Re: [GENERAL] main log encoding problem

From: Alban Hertroys <haramrae(at)gmail(dot)com>
To: Alexander Law <exclusion(at)gmail(dot)com>
Cc: Tatsuo Ishii <ishii(at)postgresql(dot)org>, pgsql-general(at)postgresql(dot)org, ringerc(at)ringerc(dot)id(dot)au, yi(dot)codeplayer(at)gmail(dot)com, pgsql-bugs(at)postgresql(dot)org
Subject: Re: [GENERAL] main log encoding problem
Date: 2012-07-19 08:58:42
Message-ID: CAF-3MvPWk_xo=sUFvJqYrGrnh4G-rps67rn_-SoEMvCvygymug@mail.gmail.com
Views: Raw Message | Whole Thread | Download mbox | Resend email
Thread:
Lists: pgsql-bugs pgsql-general pgsql-hackers

On 19 July 2012 10:40, Alexander Law <exclusion(at)gmail(dot)com> wrote:
>>> Ok, maybe the time of real universal encoding has not yet come. Then
>>> we maybe just should add a new parameter "log_encoding" (UTF-8 by
>>> default) to postgresql.conf.

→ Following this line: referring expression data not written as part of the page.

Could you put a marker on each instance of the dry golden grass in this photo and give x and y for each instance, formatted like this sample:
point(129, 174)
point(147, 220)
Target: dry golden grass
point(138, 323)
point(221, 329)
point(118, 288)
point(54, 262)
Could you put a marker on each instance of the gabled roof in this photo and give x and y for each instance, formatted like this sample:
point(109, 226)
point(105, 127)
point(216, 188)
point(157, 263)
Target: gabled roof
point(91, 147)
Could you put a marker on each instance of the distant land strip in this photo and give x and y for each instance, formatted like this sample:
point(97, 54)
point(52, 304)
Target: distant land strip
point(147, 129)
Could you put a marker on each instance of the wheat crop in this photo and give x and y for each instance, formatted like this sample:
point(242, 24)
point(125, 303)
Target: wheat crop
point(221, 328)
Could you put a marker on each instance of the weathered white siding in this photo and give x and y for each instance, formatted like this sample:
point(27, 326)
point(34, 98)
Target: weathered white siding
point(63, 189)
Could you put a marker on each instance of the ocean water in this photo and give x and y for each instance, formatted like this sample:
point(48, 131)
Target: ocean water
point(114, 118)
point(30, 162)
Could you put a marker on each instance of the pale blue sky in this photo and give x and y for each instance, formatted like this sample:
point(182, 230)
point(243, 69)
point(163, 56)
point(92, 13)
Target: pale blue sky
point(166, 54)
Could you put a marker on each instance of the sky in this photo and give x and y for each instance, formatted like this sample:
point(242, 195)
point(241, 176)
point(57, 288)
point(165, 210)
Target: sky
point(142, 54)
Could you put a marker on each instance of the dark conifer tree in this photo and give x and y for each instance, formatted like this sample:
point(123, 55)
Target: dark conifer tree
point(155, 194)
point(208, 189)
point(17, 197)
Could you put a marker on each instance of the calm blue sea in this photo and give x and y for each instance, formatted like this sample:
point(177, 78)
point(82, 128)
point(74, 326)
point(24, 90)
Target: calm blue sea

And to use this encoding consistently
>>> within logging_collector.
>>> If this encoding is not available then fall back to 7-bit ASCII.
>>
>> What do you mean by "not available"?
>
> Sorry, it was inaccurate phrase. I mean "if the conversion to this encoding
> is not avaliable". For example, when we have database in EUC_JP and
> log_encoding set to Latin1. I think that we can even fall back to UTF-8 as
> we can convert all encodings to it (with some exceptions that you noticed).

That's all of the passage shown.